Dat neemt niet dat de erfgename door erflater tevens benoemd is tot executeur en op grond van een onbehoorlijke taakvervulling uit dien hoofde aansprakelijk kan zijn jegens de kinderen. De Hoge Raad overweegt:
“3.5.2 (…) De executeur heeft op grond van art. 4:144 lid 1 BW onder meer tot taak de schulden van de nalatenschap te voldoen die tijdens zijn beheer uit de goederen van de nalatenschap behoren te worden voldaan. Tot die taak kan behoren dat de executeur legaten vermindert teneinde de andere schulden van de nalatenschap daaruit ten volle te kunnen voldoen (art. 4:120 BW). Dat geldt eveneens voor een door een sommenverzekeraar gedane uitkering als de onderhavige (art. 4:126 lid 1 in samenhang met lid 2, aanhef en onder b, BW). Door te oordelen dat vermindering van de onderhavige begunstiging niet behoorde tot de taak van [verweerster] als executeur heeft het hof derhalve blijk gegeven van een onjuiste rechtsopvatting.”
Tevens gaat de Hoge Raad in op de vraag, of de erfgename aansprakelijk zou kunnen zijn op grond van een onbehoorlijke uitoefening van haar taak als vereffenaar. Dit houdt verband met het feit dat de erfgename de nalatenschap beneficiair heeft aanvaard. Op grond van art. 4:202 lid 1 sub a BW strekt dan tot uitgangspunt dat de nalatenschap dient te worden vereffend, tenzij er een tot voldoening van de opeisbare schulden en legaten bevoegde executeur is en deze kan aantonen dat de goederen der nalatenschap ruimschoots toereikend zijn om alle schulden der nalatenschap te voldoen. Dient aldus te worden vereffend, dan zijn de erfgenamen vereffenaar. Zie art. 4:195 lid 1 BW. De Hoge Raad overweegt:
“3.5.3 De hoedanigheid van [verweerster] van executeur is gewijzigd in de hoedanigheid van vereffenaar toen zij de erfenis beneficiair aanvaardde (art. 4:195 en art. 4:149 lid 1, aanhef en onder d, BW). Ook de vereffenaar heeft tot taak de schulden van de nalatenschap te voldoen, en ook tot zijn taak behoort voor zover voor dat doel noodzakelijk dat hij legaten of uitkeringen als de onderhavige vermindert (art. 4:211 BW).”
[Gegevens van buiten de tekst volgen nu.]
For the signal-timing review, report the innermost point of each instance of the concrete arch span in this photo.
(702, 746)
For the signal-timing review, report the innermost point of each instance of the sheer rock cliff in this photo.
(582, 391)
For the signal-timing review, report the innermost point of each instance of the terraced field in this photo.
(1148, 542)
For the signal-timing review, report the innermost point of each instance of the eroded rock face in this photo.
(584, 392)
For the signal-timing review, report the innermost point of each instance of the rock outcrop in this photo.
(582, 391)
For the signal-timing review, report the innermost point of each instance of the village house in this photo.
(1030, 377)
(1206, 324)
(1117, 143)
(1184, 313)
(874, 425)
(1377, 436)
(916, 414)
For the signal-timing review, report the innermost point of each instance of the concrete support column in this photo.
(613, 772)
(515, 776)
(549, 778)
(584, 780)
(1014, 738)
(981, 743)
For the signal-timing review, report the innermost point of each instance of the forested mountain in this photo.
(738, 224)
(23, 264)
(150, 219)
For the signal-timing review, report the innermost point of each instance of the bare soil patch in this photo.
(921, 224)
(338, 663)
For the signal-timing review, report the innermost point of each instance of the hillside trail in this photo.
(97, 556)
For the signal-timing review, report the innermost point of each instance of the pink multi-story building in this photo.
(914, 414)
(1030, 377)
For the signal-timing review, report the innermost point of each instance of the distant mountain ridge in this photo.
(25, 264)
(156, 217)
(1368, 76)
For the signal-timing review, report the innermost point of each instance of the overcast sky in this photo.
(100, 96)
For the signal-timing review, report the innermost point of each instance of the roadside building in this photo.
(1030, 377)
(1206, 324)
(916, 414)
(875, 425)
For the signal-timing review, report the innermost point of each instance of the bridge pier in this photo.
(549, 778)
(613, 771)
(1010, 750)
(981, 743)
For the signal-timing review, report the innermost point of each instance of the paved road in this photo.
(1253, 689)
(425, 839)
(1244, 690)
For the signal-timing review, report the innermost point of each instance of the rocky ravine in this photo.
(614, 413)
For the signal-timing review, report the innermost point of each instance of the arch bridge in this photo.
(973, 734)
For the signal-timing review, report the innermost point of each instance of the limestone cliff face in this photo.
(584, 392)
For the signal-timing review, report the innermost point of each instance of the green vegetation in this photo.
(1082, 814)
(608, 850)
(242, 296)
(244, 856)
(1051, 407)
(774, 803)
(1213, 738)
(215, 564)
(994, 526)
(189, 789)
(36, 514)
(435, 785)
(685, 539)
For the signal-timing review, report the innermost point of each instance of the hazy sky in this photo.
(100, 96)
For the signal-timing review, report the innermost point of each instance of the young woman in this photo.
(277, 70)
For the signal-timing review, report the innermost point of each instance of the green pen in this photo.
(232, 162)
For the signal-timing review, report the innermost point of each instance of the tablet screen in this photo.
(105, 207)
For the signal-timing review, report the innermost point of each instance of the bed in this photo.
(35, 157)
Omdat het hof in de stellingname van de kinderen geen beroep op aansprakelijkheid van de erfgename uit hoofde van haar taak als vereffenaar had gelezen en dat volgens de Hoge Raad onbegrijpelijk is, dient de vordering van de kinderen na verwijzing zowel vanuit het perspectief van onbehoorlijke vervulling door de erfgename van haar taak als executeur, als van haar taak als vereffenaar opnieuw te worden beoordeeld.